2.           The existing authorities, financial provisions, safeguards and financial tests for delivery of the project be updated as follows:

 

(a)         The remainder of the due diligence for the second stage of tendering be carried out in accordance with the two new gateways defined in Section E of this review.

 

(b)         For either facility to be included in the phase 1 construction contract, Suffolk County Council must have entered into a formal pre-let agreement for an archive facility and/or pre-school which meets the One Public Estate principles of full cost recovery.

 

(c)         The previous spending caps and financial tests for the hub and leisure centre be replaced by a new combined and reduced net capital expenditure limit of £65 million for the total phase 1 scheme defined in this report i.e. project costs, market analysis, enabling works, construction of the initial community hub, installation of renewables.

 

(d)         In addition to this cap on expenditure, at the time the main construction contract is signed, the phase 1 scheme must not increase the Council’s existing MTFS provision of £724,000 for Bury St Edmunds Leisure Centre and, in relation to other ancillary elements of the new hub, be capable of achieving at least a break-even position over the whole life of the borrowing.

 

(e)         In addition to the phase 1 scheme defined in the review, a further capital allocation of up to £10 million be made in the Council’s capital programme for interim works to the remainder of the Western Way site as defined in Appendix 3 of this report and also on the basis of at least a break-even income position over the life of the borrowing.

 

(f)          Subject to consultation with the relevant portfolio holders, approval be given for interim or enabling works ahead of the main contract for phase 1, to be financed from within the new combined WW capital budget of £75m.
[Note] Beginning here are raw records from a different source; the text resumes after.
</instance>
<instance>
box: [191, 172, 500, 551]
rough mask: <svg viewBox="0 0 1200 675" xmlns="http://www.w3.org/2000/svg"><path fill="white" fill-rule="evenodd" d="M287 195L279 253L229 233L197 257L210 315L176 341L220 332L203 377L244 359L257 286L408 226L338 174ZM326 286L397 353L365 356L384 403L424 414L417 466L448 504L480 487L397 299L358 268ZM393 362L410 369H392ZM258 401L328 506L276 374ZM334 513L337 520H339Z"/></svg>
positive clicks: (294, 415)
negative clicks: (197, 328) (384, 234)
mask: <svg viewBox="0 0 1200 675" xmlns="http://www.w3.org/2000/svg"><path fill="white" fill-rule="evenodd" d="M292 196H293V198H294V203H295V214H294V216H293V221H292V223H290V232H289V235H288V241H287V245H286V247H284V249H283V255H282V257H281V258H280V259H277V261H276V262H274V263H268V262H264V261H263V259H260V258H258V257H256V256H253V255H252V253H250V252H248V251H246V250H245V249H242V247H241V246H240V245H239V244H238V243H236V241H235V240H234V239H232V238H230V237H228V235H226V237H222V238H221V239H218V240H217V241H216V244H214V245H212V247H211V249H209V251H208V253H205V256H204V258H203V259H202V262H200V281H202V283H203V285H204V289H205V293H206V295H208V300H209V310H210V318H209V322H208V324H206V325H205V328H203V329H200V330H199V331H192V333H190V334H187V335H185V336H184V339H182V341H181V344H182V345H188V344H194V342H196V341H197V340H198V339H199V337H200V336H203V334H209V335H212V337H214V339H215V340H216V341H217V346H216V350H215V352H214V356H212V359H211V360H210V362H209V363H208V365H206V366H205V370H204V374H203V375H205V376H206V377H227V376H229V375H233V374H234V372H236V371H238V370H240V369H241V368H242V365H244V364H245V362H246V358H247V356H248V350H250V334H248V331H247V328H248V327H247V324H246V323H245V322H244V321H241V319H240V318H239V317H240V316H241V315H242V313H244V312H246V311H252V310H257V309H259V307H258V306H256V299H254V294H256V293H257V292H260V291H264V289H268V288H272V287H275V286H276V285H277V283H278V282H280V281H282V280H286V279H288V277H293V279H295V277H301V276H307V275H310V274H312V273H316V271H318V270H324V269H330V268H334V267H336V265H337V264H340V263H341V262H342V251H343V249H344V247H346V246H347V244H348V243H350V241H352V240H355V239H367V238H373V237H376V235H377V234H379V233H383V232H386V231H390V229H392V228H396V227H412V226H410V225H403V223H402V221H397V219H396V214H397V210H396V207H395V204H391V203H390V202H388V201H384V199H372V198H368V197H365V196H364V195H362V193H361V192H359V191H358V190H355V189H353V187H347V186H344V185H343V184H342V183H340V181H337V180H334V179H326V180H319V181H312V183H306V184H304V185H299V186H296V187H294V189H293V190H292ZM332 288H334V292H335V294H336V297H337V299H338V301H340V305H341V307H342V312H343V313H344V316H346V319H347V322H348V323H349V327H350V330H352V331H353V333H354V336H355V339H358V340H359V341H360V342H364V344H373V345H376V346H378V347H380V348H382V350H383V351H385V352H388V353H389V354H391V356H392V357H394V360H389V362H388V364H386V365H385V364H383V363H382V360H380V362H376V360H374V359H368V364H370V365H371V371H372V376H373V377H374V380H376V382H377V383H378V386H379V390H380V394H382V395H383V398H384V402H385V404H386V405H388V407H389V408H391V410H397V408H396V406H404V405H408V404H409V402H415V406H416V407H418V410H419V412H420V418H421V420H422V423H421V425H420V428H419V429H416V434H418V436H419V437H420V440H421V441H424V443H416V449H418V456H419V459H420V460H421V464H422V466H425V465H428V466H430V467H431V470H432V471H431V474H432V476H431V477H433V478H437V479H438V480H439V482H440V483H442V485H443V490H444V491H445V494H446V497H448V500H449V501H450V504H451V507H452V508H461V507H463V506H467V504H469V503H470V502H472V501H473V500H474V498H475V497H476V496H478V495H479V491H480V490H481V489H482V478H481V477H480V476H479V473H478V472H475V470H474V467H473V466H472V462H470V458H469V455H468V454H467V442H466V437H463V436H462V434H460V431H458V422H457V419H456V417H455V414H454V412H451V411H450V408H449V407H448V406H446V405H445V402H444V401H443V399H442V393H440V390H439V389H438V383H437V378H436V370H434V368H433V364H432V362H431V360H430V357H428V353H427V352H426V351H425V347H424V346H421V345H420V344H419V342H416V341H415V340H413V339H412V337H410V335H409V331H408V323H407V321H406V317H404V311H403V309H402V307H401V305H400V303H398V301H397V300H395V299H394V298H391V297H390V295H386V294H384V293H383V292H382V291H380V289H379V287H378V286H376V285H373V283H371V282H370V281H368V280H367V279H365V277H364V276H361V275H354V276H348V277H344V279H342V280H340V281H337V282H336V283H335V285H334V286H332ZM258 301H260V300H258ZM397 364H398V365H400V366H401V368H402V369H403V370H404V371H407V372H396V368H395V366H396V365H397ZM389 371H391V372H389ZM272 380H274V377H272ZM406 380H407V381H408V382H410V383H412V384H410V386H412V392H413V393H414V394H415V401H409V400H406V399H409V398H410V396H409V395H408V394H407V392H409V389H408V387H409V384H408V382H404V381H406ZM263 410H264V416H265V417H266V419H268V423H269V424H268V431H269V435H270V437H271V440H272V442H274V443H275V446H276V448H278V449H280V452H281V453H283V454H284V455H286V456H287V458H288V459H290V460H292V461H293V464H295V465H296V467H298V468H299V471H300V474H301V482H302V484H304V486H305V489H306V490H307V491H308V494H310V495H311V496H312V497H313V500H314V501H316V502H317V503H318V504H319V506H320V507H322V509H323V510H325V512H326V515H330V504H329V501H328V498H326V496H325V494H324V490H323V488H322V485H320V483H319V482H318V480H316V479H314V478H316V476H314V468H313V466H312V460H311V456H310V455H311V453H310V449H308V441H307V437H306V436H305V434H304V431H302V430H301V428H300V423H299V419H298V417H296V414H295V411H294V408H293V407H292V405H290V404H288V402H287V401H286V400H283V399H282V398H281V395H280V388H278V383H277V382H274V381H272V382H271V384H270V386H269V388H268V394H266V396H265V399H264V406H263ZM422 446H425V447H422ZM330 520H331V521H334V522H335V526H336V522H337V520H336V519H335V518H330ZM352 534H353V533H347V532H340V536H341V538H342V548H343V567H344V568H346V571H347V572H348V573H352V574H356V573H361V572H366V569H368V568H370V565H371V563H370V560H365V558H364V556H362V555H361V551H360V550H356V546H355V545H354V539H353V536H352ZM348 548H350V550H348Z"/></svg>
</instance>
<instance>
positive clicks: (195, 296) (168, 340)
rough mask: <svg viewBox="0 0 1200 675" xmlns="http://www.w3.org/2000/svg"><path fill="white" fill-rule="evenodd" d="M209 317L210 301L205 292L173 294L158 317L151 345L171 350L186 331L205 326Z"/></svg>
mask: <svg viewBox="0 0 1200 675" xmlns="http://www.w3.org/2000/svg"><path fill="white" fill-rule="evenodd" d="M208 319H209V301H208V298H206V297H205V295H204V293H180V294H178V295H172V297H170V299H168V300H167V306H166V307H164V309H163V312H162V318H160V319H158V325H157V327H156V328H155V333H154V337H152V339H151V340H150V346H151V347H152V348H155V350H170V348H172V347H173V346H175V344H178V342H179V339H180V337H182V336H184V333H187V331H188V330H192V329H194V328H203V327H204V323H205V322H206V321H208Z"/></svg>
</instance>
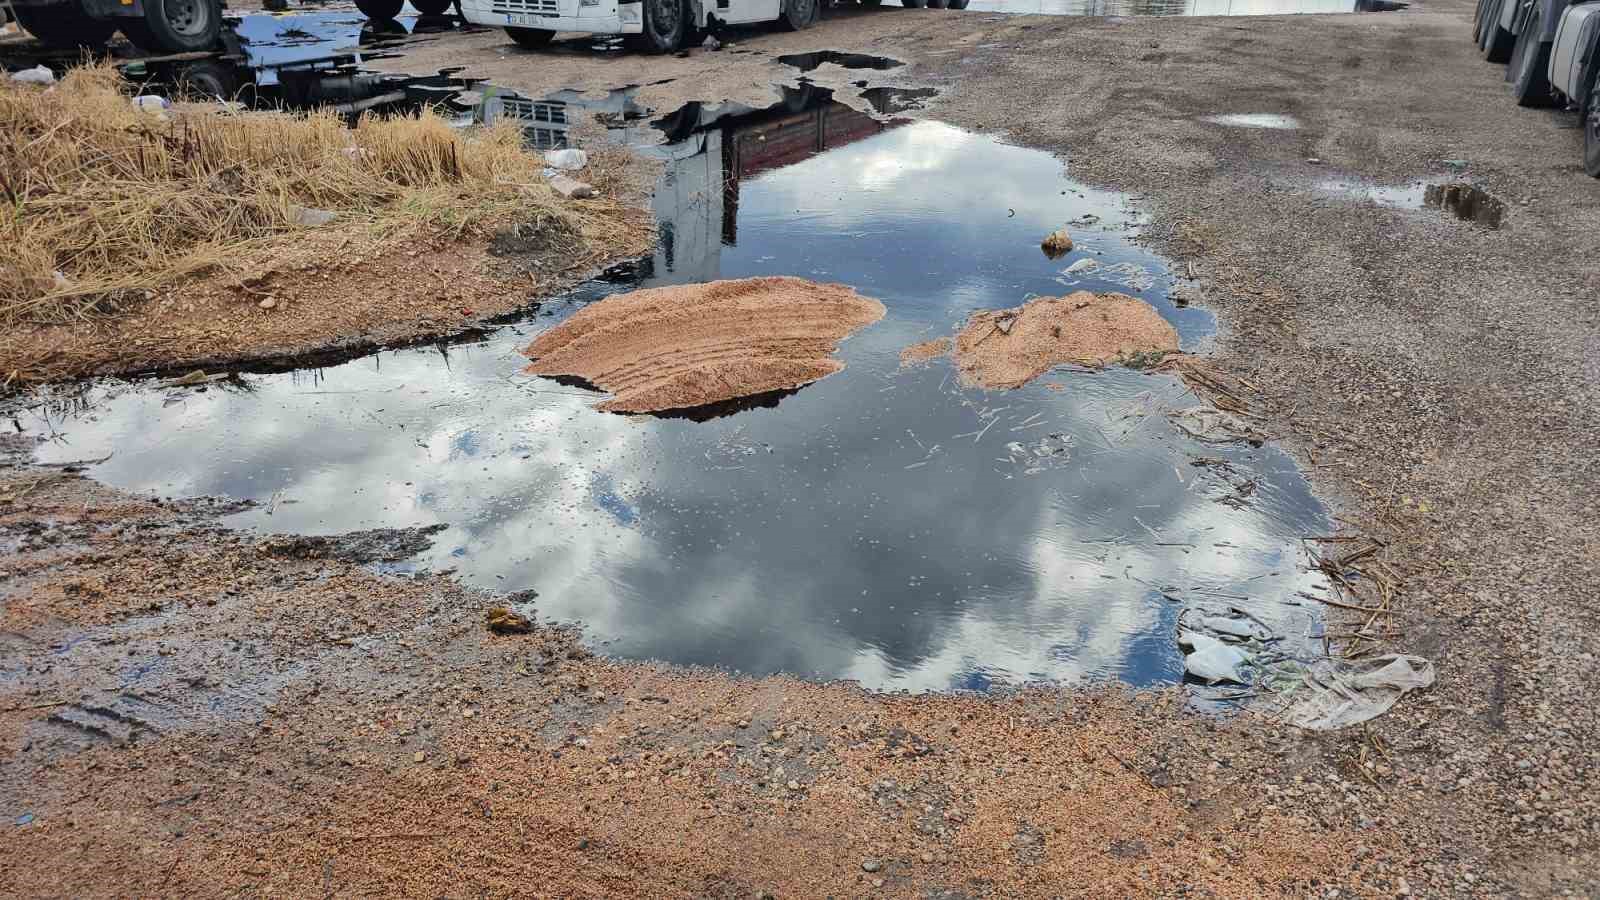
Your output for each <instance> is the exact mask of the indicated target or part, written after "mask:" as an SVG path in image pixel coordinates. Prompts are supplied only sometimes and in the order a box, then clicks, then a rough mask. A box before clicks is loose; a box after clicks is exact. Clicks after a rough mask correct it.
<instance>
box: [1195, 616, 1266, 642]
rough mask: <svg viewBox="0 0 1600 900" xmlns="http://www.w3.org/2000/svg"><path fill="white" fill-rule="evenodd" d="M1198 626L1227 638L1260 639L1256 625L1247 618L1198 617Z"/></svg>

But only where these works will increase the commercial value of the site irrespective of whether the WW project proceeds or not.

 

(g)         The cash flow risk being managed.

 

(h)         The most beneficial and economic funding method for the project is identified, including entering into agreements with third-party investors if required; and

 

(i)           Any phase 2 scheme for a permanent use of the remainder of the WW site be subject to a new and separate business case to councillors before the conclusion of the phase 1 construction programme.